Doubt clearing edtech firm Doubtnut had raised about $50 million total funding, including a $31 million Series B round in February 2021, but the company didn’t focus on monetisation until FY22. Sources say that the strategy of hacking growth now and figuring out monetisation later has taken a heavy toll on the Bengaluru-based edtech firm.
While the company controlled its monthly burn by over 80% in March 2023 as compared to March 2022, it has found it tough to raise fresh capital and explored acquisition deals with several players, as per sources.
“It held talks with several companies in the past year but nothing materialised,” said one of the sources requesting anonymity. “High burn and little revenue were the two major reasons for their [acquirers] lack of interest in Doubtnut.”
Doubtnut’s co-founder Tanushree Nagori denies this. “We didn’t talk to anyone about acquisition in the past six months,” she told Entrackr over a phone call.
The fallout of talks forced Doubtnut to layoff 30-40% of its employees in the past year, said sources. This could also be validated from its monthly burn which was down to Rs 2.2 crore in March 2023 from Rs 10.6 crore in March 2022, as per its internal document seen by Entrackr.

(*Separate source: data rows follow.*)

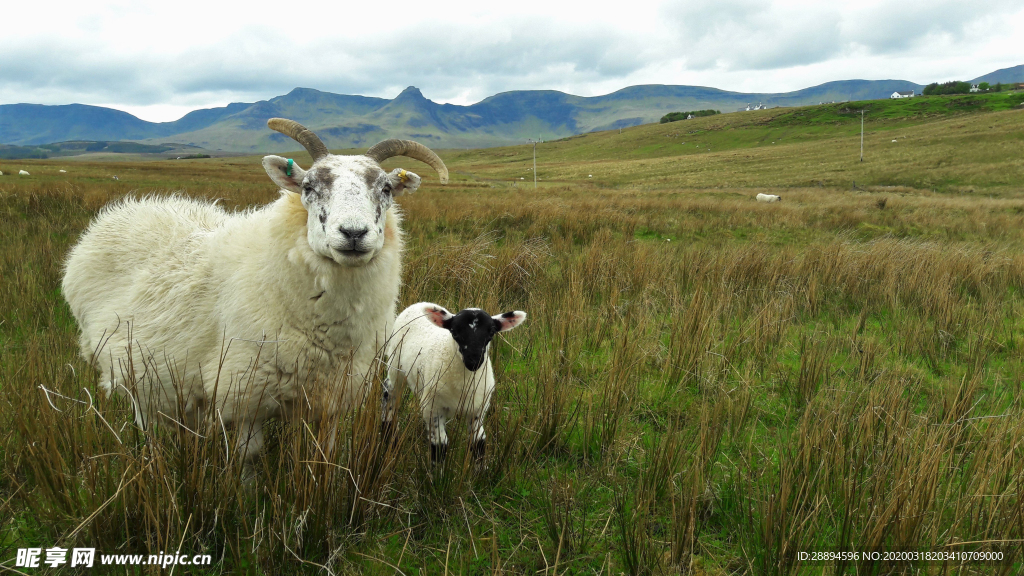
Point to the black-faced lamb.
(444, 359)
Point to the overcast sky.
(161, 60)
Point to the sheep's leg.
(438, 439)
(249, 444)
(477, 438)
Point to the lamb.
(193, 311)
(444, 357)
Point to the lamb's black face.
(472, 329)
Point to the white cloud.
(162, 59)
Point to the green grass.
(705, 384)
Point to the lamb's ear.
(284, 172)
(438, 316)
(402, 181)
(509, 320)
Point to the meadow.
(705, 384)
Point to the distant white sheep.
(236, 316)
(444, 358)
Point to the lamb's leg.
(438, 439)
(477, 438)
(394, 386)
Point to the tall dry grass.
(766, 382)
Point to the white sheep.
(238, 316)
(444, 358)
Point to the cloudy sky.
(161, 60)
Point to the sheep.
(237, 315)
(444, 357)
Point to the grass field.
(705, 385)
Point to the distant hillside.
(350, 121)
(1007, 76)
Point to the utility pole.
(861, 135)
(535, 163)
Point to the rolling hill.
(352, 121)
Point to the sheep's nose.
(352, 234)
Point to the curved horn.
(390, 148)
(301, 134)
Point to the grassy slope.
(701, 380)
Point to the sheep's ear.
(279, 169)
(509, 320)
(402, 181)
(438, 316)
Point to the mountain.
(1006, 75)
(351, 121)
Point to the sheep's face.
(473, 329)
(347, 199)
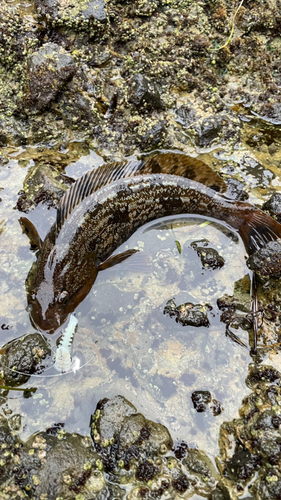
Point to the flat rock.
(144, 93)
(48, 70)
(73, 14)
(267, 261)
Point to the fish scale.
(89, 230)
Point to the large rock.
(48, 71)
(23, 357)
(267, 261)
(144, 93)
(73, 14)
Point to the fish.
(103, 208)
(64, 361)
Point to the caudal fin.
(258, 229)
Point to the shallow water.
(125, 342)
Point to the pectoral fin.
(116, 259)
(30, 230)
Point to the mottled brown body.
(90, 232)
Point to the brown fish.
(106, 206)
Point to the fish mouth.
(52, 322)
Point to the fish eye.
(63, 297)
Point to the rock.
(209, 130)
(267, 261)
(188, 314)
(73, 14)
(65, 466)
(151, 133)
(210, 258)
(186, 114)
(144, 93)
(142, 8)
(16, 37)
(48, 71)
(124, 437)
(236, 190)
(200, 400)
(273, 206)
(23, 357)
(203, 469)
(43, 184)
(271, 112)
(220, 493)
(9, 448)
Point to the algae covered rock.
(23, 357)
(188, 314)
(273, 206)
(43, 184)
(48, 70)
(124, 437)
(77, 14)
(144, 93)
(250, 446)
(209, 256)
(267, 261)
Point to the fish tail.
(258, 229)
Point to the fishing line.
(49, 368)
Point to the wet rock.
(144, 93)
(64, 466)
(48, 70)
(271, 112)
(188, 314)
(273, 206)
(16, 37)
(122, 436)
(210, 257)
(264, 374)
(143, 8)
(151, 133)
(22, 358)
(73, 14)
(267, 261)
(8, 450)
(209, 130)
(236, 190)
(220, 493)
(43, 184)
(186, 114)
(203, 470)
(242, 465)
(216, 407)
(200, 400)
(255, 436)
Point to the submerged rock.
(236, 190)
(43, 184)
(273, 206)
(48, 70)
(209, 130)
(210, 257)
(23, 357)
(57, 464)
(267, 261)
(188, 314)
(74, 14)
(200, 400)
(255, 437)
(143, 93)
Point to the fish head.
(58, 294)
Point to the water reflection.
(127, 344)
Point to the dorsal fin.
(165, 163)
(92, 181)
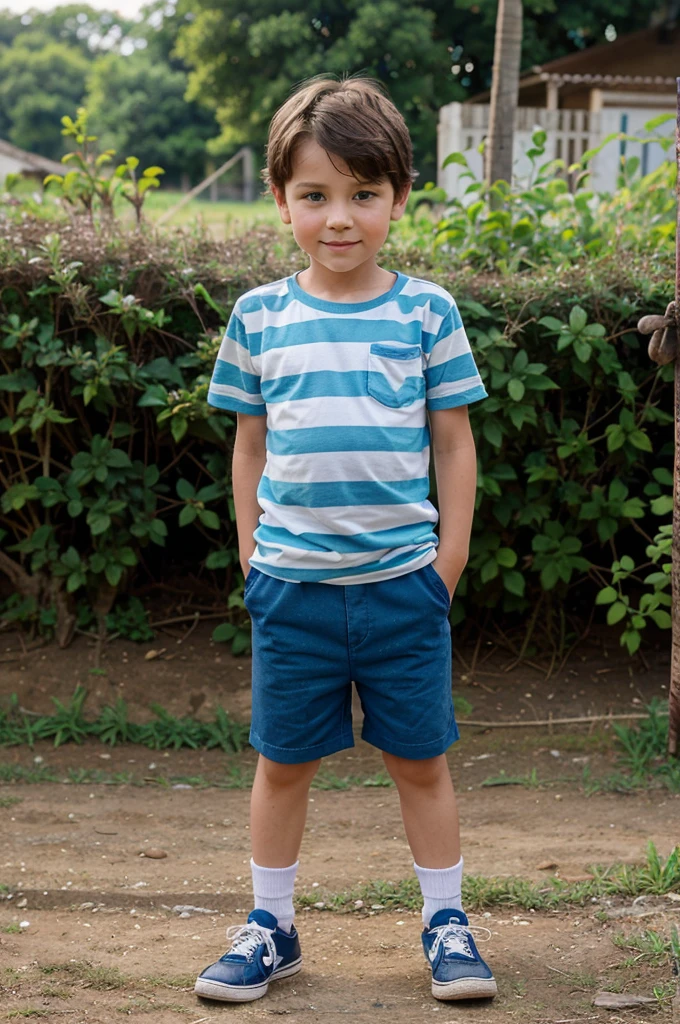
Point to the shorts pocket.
(250, 579)
(395, 374)
(438, 584)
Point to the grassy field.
(222, 219)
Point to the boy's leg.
(279, 810)
(266, 947)
(278, 813)
(430, 820)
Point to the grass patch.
(237, 777)
(655, 877)
(102, 979)
(647, 947)
(643, 749)
(528, 781)
(29, 1012)
(113, 726)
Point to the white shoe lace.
(245, 940)
(456, 939)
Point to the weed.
(30, 1012)
(654, 877)
(113, 726)
(649, 947)
(54, 992)
(98, 978)
(530, 781)
(664, 992)
(614, 782)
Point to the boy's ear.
(280, 197)
(399, 204)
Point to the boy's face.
(339, 221)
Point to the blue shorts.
(311, 640)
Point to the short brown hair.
(352, 119)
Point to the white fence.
(570, 133)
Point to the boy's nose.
(338, 216)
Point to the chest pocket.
(395, 374)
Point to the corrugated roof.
(32, 161)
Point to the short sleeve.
(452, 377)
(236, 384)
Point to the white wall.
(570, 133)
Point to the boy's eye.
(363, 196)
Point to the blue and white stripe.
(345, 388)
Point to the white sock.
(272, 888)
(440, 888)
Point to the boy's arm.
(247, 468)
(456, 469)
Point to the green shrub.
(111, 454)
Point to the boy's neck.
(358, 285)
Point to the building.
(579, 99)
(15, 161)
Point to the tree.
(505, 87)
(246, 59)
(40, 80)
(78, 25)
(136, 105)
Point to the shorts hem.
(414, 752)
(299, 755)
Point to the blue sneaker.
(260, 952)
(458, 970)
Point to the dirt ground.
(88, 931)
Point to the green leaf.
(514, 583)
(578, 320)
(185, 491)
(209, 518)
(223, 633)
(178, 427)
(98, 522)
(187, 515)
(617, 612)
(455, 158)
(552, 324)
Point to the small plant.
(86, 182)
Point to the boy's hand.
(450, 570)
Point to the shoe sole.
(466, 988)
(243, 993)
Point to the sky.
(128, 8)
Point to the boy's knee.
(416, 773)
(283, 775)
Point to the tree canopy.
(235, 61)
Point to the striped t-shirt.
(345, 387)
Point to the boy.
(332, 373)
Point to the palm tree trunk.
(507, 53)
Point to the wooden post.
(199, 188)
(664, 348)
(505, 86)
(674, 689)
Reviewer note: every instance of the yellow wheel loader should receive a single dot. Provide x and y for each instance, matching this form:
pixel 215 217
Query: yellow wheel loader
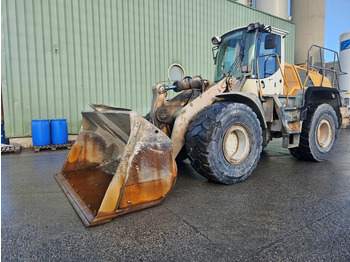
pixel 122 162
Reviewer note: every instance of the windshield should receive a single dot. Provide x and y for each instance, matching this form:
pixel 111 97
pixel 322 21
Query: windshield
pixel 236 50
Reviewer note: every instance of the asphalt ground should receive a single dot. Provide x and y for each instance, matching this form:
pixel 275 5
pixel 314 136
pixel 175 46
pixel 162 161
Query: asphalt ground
pixel 287 210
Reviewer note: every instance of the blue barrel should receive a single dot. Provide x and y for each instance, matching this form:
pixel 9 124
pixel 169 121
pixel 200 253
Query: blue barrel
pixel 2 134
pixel 41 132
pixel 59 131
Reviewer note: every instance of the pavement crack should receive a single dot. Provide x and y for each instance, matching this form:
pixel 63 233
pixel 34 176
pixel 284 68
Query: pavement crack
pixel 188 223
pixel 295 231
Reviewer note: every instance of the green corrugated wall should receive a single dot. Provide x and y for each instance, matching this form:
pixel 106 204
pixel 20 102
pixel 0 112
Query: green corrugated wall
pixel 57 56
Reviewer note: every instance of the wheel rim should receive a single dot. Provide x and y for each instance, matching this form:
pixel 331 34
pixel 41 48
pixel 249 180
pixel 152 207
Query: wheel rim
pixel 324 133
pixel 236 144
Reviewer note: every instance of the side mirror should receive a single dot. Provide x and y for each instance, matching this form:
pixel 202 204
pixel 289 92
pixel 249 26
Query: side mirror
pixel 270 41
pixel 215 53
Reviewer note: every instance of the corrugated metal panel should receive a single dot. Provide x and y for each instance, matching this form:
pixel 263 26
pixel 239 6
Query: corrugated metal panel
pixel 60 55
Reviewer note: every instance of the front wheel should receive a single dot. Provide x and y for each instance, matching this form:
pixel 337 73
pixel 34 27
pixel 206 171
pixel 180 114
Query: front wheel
pixel 224 142
pixel 319 134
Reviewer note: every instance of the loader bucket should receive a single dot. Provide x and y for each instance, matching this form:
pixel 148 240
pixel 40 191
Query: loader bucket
pixel 119 163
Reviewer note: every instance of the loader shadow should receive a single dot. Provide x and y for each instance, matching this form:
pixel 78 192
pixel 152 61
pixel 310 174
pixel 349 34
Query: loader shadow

According to Nagori, the company didn’t conduct any layoffs in the past two quarters but rationalized the workforce around sales, academic and marketing verticals before October 2022.
For context, the company spent over Rs 6 crore each month on employee benefits during FY22. Sources outline that its monthly burn on salaries is now in the range of Rs 1 crore. Over 80% reduction in employees benefits indicate large layoff. “The company had shut down its banking, SSC and other public commission prep verticals in the past six-eight months,” said another source who wished not to be named.

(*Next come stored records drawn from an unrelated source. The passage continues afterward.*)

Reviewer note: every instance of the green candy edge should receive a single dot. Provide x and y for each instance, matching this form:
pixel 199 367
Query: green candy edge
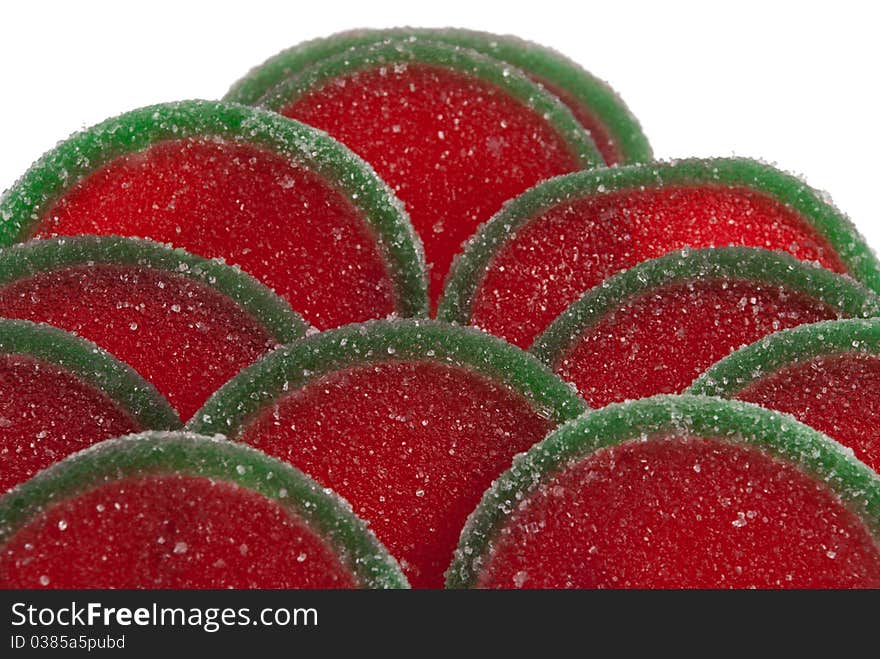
pixel 781 435
pixel 93 365
pixel 217 459
pixel 509 79
pixel 27 200
pixel 289 368
pixel 735 263
pixel 761 359
pixel 545 63
pixel 471 264
pixel 260 302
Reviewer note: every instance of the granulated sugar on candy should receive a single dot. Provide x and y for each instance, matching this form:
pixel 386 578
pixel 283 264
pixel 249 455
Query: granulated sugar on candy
pixel 176 510
pixel 410 421
pixel 596 106
pixel 655 327
pixel 677 492
pixel 454 133
pixel 560 239
pixel 186 324
pixel 60 394
pixel 285 202
pixel 826 375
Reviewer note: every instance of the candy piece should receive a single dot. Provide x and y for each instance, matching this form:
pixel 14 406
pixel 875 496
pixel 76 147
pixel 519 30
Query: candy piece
pixel 594 104
pixel 558 240
pixel 59 394
pixel 410 421
pixel 288 204
pixel 454 133
pixel 826 375
pixel 184 323
pixel 655 327
pixel 177 510
pixel 677 492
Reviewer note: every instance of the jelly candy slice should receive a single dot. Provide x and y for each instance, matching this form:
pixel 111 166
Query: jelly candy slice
pixel 285 202
pixel 454 133
pixel 827 375
pixel 594 104
pixel 59 394
pixel 184 323
pixel 408 420
pixel 176 510
pixel 677 492
pixel 558 240
pixel 655 327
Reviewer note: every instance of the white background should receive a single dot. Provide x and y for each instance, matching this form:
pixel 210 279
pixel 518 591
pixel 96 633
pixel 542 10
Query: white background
pixel 792 83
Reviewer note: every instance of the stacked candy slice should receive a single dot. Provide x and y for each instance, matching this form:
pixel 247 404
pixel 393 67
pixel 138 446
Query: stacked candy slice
pixel 265 276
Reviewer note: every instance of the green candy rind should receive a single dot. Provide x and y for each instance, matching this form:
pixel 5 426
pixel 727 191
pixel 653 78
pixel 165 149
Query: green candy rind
pixel 404 51
pixel 38 256
pixel 290 368
pixel 776 269
pixel 781 435
pixel 92 365
pixel 214 458
pixel 543 63
pixel 471 264
pixel 804 343
pixel 25 203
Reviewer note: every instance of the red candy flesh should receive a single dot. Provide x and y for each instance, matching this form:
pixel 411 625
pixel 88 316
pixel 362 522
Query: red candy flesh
pixel 453 147
pixel 411 445
pixel 685 513
pixel 279 222
pixel 659 342
pixel 169 531
pixel 47 413
pixel 184 337
pixel 835 394
pixel 568 250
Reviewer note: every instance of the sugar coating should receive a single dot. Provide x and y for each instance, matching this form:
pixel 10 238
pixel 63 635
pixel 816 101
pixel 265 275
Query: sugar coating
pixel 454 134
pixel 281 200
pixel 409 421
pixel 677 491
pixel 656 327
pixel 562 238
pixel 210 514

According to the documents, the company posted a revenue of Rs 26.6 crore in the last fiscal year (FY23), posting a nearly 44% growth as compared to its FY22 collection of Rs 15 crore.
Doubtnut claims that its presence and business have picked up in a big way on YouTube. The firm’s two YouTube channels NEET Hindi Medium and 9-10 Hindi Medium have grown 4X and 10X between March 2022 and March 2023, mentioned in the documents.
“…9-10 HM where revenues have grown 4X YoY [INR 22 L in Mar 2022 to 79L in Mar 2023] on the back of the growth in the channel…,” according to the documents.
Its NEET Hindi Medium (HM) monthly views on YouTube ballooned over 13X to 10 million in March 2023 from a little over 700,000 in March 2022 while the company’s 9-10 HM’s views also grew 70%, said documents. The company also made a belated effort to monetise its platform presence, and claims Rs 40 lakhs per month from there now.
“We see these growth numbers and reduction of cost by ⅛ as a turnaround. Doubtnut is on track of turning profitable by the end of the ongoing fiscal year (FY24),” said Nagori.
Doubtnut bled heavily in FY22 and spent Rs 194 crore during the year. The high burn-rate claimed most of its Series B round and the company was in a rush to raise new money. While no new investors were ready to rescue, its existing investors: Sequoia, Omidyar and Waterbridge invested $2.5 million (Rs 20 crore) in the company through convertible notes.
“The company will look to raise another couple of million in the same round with terms that are attractive for all stakeholders involved,” as per the documents.
Doubtnut has no doubt had to take strong steps to ensure sustainability, and in doing so, would have gone against many notions it had when it started off. From monetising its YouTube content to seeking charges for key courses, or even the higher focus on Hindi. The discipline and demands institutional funding places would have been considered positive, but for the apparently poorly planned spends through FY22. Cost cuts are usually seen as a sign of trouble, and for good reason. But in the current environment, many of the cost cutting exercises we are seeing are a much needed return to sanity and viability.
In Doubtnut’s case, one factor it has going for it is presumably a commitment to online teaching and monetisation, as its latest update has no mention of any offline push. That should allow it to avoid any major capex for some time now. Of course, it remains to be seen if that will be enough to remove any doubts about its future.